DJ Food était représenté ce samedi par on ne sait qui… C’est chacun son tour en tout cas paraît-il, derrière ce pseudonyme qui cache en fait plusieurs personnalités du label. Une performance incluant entre autres Justin Timberlake et Beyoncé… Pas sûr que tout le public aurait trouvé ça bon en sachant ce qu’on lui mettait dans les oreilles !

Superbe performance de The Herbaliser. Deux claviers, batterie, basse… Section cuivre (trompette, sax alto, trombone, sax baryton), parfois le baryton échange son gros instrument contre une flûte traversière (notamment pour « Sensual Woman »), et un DJ. Scratches et cuivres se marient et s’enchaînent à merveille, avec beaucoup de sensualité. Une musique qui garde l’énergie du hip-hop et l’ambiance du jazz. En bonus, un petit gars blanc correctement enveloppé (mais pas trop) qui danse devant la foule façon rap et qui ne cesse de scander « We are the Herbaliser ». T’inquiètes bonhomme, on a bien retenu le nom de ton groupe, et on n’oubliera pas non plus cette joyeuse performance.

Plus tard dans la soirée on a choisi Gotan Project, pas Amon Tobin (allez savoir pourquoi !). Un projet autant visuel qu’auditif sur scène, puisque la Glenmor fut habillée d’un écran à moitié transparent sur lequel étaient projetées des images en noir et blanc, alors qu’on apercevait le groupe jouer à travers cette toile. Une danseuse est ensuite venue pour travailler d’avantage encore cette profondeur, se plaçant devant l’écran.

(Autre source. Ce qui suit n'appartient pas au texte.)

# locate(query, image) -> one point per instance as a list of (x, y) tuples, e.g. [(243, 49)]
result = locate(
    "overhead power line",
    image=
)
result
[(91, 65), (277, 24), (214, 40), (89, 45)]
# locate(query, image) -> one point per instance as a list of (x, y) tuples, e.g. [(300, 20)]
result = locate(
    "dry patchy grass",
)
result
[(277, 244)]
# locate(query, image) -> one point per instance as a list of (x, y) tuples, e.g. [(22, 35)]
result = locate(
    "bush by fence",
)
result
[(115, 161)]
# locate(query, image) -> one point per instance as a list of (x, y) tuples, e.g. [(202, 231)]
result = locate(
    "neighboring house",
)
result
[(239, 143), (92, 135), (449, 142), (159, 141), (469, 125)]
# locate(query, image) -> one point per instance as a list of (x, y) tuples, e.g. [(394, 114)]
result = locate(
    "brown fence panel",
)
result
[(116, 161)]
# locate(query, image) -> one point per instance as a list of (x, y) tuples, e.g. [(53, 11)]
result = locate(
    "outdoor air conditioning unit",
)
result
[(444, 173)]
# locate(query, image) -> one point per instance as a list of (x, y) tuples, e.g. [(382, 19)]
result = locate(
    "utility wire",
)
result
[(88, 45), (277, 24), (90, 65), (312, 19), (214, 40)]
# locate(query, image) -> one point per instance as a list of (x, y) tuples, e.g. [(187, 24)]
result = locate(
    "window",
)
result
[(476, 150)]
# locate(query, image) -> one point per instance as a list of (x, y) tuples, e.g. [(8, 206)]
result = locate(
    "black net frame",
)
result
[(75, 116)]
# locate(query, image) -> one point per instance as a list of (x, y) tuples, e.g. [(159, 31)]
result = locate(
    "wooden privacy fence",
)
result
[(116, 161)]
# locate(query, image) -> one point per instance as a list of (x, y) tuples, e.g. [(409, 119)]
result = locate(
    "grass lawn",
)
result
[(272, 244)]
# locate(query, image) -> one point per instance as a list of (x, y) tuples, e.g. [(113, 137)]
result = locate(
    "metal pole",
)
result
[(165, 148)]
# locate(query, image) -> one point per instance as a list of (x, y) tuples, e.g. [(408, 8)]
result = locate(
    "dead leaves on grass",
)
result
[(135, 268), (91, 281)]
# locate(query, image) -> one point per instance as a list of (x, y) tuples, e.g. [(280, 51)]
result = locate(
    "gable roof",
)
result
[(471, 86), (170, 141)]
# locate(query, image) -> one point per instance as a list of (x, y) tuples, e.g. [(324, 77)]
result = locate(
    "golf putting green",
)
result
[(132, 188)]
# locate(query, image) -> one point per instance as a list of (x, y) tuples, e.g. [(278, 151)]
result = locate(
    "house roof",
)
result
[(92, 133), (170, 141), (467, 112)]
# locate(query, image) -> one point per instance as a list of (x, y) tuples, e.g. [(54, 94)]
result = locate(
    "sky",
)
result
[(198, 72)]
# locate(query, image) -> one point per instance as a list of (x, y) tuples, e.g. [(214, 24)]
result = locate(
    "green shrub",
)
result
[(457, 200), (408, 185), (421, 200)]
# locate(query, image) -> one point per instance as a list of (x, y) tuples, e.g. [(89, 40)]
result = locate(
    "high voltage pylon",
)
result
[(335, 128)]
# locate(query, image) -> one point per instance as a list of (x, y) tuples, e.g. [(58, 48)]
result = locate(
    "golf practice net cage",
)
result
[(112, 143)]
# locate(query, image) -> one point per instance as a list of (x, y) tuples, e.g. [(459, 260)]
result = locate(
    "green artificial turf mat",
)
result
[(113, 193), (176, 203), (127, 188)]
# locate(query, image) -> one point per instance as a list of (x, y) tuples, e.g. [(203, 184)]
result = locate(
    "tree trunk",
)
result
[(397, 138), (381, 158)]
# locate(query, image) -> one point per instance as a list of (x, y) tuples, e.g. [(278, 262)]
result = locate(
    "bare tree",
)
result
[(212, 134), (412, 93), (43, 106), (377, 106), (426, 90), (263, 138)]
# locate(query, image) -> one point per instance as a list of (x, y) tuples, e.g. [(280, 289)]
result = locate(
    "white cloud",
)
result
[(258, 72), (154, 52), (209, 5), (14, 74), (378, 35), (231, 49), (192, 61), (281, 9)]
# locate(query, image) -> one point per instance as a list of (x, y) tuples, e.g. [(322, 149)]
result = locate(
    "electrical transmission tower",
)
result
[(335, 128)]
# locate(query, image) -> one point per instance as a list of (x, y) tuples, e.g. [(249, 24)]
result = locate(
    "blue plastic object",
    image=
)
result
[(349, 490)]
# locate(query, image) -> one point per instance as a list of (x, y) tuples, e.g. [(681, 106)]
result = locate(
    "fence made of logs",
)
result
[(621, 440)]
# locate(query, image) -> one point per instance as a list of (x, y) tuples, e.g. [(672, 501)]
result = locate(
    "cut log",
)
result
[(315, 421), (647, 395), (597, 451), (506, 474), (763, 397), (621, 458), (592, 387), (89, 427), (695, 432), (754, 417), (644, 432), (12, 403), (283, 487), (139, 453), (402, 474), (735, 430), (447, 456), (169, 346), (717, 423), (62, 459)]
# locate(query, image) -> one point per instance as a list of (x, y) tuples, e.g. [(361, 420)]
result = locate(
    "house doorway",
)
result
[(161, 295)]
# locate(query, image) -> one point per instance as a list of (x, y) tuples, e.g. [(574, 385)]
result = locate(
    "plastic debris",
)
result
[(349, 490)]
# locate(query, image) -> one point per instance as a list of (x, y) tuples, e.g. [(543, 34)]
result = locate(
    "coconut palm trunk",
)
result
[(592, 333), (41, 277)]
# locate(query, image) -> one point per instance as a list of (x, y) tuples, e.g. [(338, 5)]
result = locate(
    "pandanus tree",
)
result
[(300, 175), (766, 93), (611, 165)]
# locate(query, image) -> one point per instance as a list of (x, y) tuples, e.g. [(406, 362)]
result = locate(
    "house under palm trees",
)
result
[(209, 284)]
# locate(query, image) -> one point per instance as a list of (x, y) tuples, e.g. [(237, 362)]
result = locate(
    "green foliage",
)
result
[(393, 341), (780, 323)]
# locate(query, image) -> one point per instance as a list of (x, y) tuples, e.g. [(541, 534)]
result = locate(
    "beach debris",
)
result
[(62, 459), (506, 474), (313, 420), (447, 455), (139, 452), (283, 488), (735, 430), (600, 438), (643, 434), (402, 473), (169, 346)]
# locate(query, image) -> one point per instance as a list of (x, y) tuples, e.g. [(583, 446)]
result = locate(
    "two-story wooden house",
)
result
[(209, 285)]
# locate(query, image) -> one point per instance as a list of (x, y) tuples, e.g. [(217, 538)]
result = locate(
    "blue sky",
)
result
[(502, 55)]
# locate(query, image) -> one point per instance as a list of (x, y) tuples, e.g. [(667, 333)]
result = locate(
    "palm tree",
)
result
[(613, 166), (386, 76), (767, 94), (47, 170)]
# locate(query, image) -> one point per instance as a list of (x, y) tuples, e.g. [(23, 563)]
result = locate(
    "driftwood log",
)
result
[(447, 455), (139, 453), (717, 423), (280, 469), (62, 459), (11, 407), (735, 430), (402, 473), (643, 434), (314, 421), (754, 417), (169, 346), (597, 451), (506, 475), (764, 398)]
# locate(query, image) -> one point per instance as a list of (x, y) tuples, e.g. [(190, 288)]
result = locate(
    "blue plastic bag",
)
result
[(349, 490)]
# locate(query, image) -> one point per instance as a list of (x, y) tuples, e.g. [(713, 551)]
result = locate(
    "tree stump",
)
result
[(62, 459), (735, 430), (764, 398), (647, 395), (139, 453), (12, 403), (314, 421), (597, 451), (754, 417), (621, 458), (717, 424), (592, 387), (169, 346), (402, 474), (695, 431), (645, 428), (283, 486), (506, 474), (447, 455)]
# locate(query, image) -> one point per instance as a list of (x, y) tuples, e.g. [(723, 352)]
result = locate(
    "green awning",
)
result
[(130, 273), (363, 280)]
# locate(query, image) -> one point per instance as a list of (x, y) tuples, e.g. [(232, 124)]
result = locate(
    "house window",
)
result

Un set qui reprend parmi d’autres « Queremos Paz » (superbe !) et « Last Tango in Paris », ponctués de quelques samples tels que le « Sound of da Police » de KRS One (que beaucoup confondent avec un sample de NTM qui dirait « assassin de la police ») déjà repris dans le célèbre mix de Cut Killer dans la B.O. de « la Haine » (dans lequel il mélange également « Rien de rien » d’Edith Piaf).

Finalement, de la journée on aura échappé à Carlos Nuñez (j’avoue un certain manque de sensibilité à l’égard de la musique celtique), mais aussi et surtout aux Wampas, à Zazie, à Mickey 3D, à Tricky et autres Peuple de l’Herbe. Avec un certain regret, en particulier pour Zazie, qu’on aurait aimé voir sur scène. Car s’il fallait être aussi surpris qu’avec Laurent Voulzy, c’eut été dommage de manquer l’occasion.

Dimanche 20 juillet

18:15 Nous voici au troisième et dernier jour de ce festival, et après Voulzy (voir plus haut) on enchaîne sur Bikini Machine, inconnus au bataillon, alors c’est avec beaucoup d’intérêt et de curiosité que nous avons assistés à leur performance. Très balancé seventies, leur son est un rock funky, mais pas très catchy, et c’est finalement ce qui semble manquer pour faire mouche. L’interprétation ressemble à une répétition interminable de boucles, une par morceau. Ce qui devient vite lassant. Par contre côté prestance, ils ont fait un peu plus fort que Tahiti Bob, puisqu’ils sont sur scène affublés de costards, ce qui donne du style et un certain caractère à l’ambiance de leur musique.

Les Supergrass ont été très bons, en grande forme, influant sur presque tous les corps (ah bon ? tous ?). De plus ils ont fait preuve d’un très grand rendement, bouclant chaque morceau d’un simple « Thank you » et enchaînant juste derrière. Les anglais auront été la transition parfaite entre le jour et la nuit…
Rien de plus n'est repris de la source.